Democratizing Innovation vs. Crowdsourcing

Crowdsourcing, as I noted in CrowdSourcing (Purchasing Innovation VI) and Cambrian House: Crowdsourced Software, which can be defined as the process of delegating various tasks for which you do not have the manpower or expertise from internal production to external entities or affiliations of networked persons with the expertise, access to, or raw capabilities that you require, allows you to accelerate product development lifecycles and innovation by taking advantage of the masses.

Democratizing Innovation, the title of a book by Eric von Hippel, is when users develop solutions and manufacturers base their new product ideas on the examination of user-developed solutions as well as their needs. It is the intersection of the emergent-solution and emergent-market model where individuals innovate for themselves (with steadily increasing quality and steadily decreasing cost using steadily improving tools that are becoming cheap and ubiquitous) and manufacturers learn to rely on users for innovation prototyping and the collaborative filtering efforts of user communities as the basis of their marketing research.

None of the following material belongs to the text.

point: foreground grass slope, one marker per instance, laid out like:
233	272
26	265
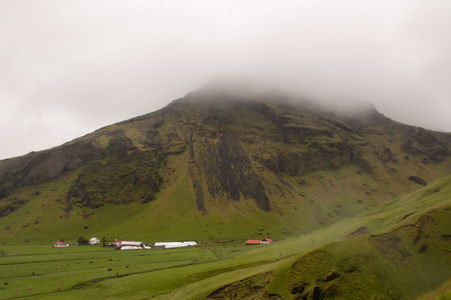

The concept of Democratizing Innovation is discussed in an interview between Eric von Hippel and Tom Austin of Gartner, that, unlike most of Gartner’s offerings, is free for anyone who wishes to read it. The interview, which is quite lengthy, discusses various aspects of Democratizing Innovation, and includes references to open source and user-centered innovation (which are fundamental components of crowdsourcing), but the most interesting aspect is the reference to a concept of an “intellectual commons”.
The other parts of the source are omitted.